Re: Vassalord is not BL
Vassalord runs in a shoujo magazine, not a BL one, and is published as shoujo, not yaoi.
Yaoi is aimed at the shoujo and josei demographic to be sure, but is specifically sold under the term BL. That's the measuring stick, basically. Not how much queer content there is, but whether it's marketed and sold as such. This produces situations like Wild Adapter that ran in a BL magazine but was so vaguely homoerotic it was published as simply an action/mystery series in English, with no yaoi label attached. Therefore, in terms of original publication, the fairly tame Wild Adapter qualifies as yaoi and the unrepentently homoerotic Vassalord does not. However, Vassalord repeatedly has been listed as a BL work on this page before, because anyone reading it would make that assumption quite easily. Hence why it needs to be on the list of "not but mistaken for" to keep it from being readded to the main index when it shouldn't be. It's aimed at young women, but it's just not yaoi by publishing standards.
I do hope that all makes sense. If not I'll try to elaborate as best I can.
TropeEater
07:44:27 PM Dec 10th 2012 edited by TropeEater
Yaoi/BL/Shonen-Ai/Slash/whatever is, by TV Tropes' definition, not a demographic, but a genre and a trope. Vassalord uses the trope, even if it does not market itself as using the trope. Wild Adapter is a weird case, where it's more of Bait and Switch Gays than an actual example. It markets itself as an example, but is not truly an example itself.
TV Tropes is a wiki for cataloging and providing examples of narrative conventions, including stock plot devices, characters, twists, and genres. It is not a wiki for listing information about various series including what magazine they were serialized in and how they were marketed.
Last but definitely not least, Tropes Are Flexible. Just because the fans of a work, even the publishers of a work think it fits a specific trope or not doesn't mean that that's actually the case.
I'm going to remove it again. If it is put back, then we will be in danger of an Edit War. I'd hate to see this page locked over a tiny example. If you still believe it to truly not be an example, then we should probably Take It To The Forums before editing this page again.
whereismytea
08:29:05 PM Dec 10th 2012
I think there may have been some misunderstanding in my post. Yaoi is not a demographic, the demographic is josei, but it is also not a trope. It is a genre. It has tropes (see Boys Love Tropes for a rough list) but it is objectively a publishing genre with a loose framework of criteria.
TV Tropes is for providing narrative conventions, but Boys Love is an index page, used to organize works that contain narrative examples, not a trope page. Boys Love is not a narrative convention itself—relevent works simply contain them. Therefore, it is not logical to index a work that is not objectively part of the genre. Adding examples from Vassalord to tropes like Seme or Uke make sense, but not adding it to the index.

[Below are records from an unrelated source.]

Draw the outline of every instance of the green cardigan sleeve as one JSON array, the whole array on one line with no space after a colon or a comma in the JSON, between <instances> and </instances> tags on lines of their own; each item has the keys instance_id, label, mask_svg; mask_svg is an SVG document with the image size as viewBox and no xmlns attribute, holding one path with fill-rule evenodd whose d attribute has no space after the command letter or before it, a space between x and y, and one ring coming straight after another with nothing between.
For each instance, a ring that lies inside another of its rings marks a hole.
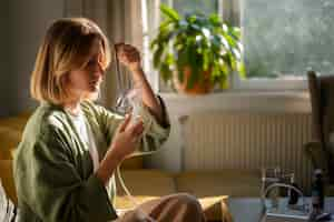
<instances>
[{"instance_id":1,"label":"green cardigan sleeve","mask_svg":"<svg viewBox=\"0 0 334 222\"><path fill-rule=\"evenodd\" d=\"M28 150L26 160L29 159L27 167L30 169L22 175L21 182L26 184L21 193L30 200L30 206L42 221L105 222L117 218L96 174L86 180L78 174L66 137L56 127L43 129Z\"/></svg>"}]
</instances>

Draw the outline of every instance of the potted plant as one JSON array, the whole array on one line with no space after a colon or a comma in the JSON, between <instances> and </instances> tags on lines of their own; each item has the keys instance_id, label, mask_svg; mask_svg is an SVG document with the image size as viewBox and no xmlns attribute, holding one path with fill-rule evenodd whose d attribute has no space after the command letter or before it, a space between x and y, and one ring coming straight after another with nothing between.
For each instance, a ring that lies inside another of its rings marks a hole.
<instances>
[{"instance_id":1,"label":"potted plant","mask_svg":"<svg viewBox=\"0 0 334 222\"><path fill-rule=\"evenodd\" d=\"M150 43L163 80L187 93L206 93L216 84L228 87L228 75L244 75L240 31L213 13L189 13L184 18L161 4L161 21Z\"/></svg>"}]
</instances>

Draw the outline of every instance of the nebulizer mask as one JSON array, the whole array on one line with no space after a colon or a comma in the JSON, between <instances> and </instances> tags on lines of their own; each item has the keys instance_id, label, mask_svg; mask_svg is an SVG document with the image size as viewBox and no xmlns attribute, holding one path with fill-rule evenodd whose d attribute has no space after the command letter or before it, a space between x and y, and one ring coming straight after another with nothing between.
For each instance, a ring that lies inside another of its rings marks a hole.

That said, I don't want an edit war over something this silly either.
whereismytea
topic
07:04:26 AM Jan 1st 2012
Katekyo Hitman Reborn is a Shonen manga that has rampant Ho Yay among the cast, numerous Bishonen characters, and the main character is considered by the fandom to be "the perfectUke", and his male guardians/friends members of his "harem".
This sounds like an example of shonen with a large slash fanbase rather than a non-BL manga that gets confused for actual Boys Love manga, which is what the section is for. If I'm wrong put it back by all means.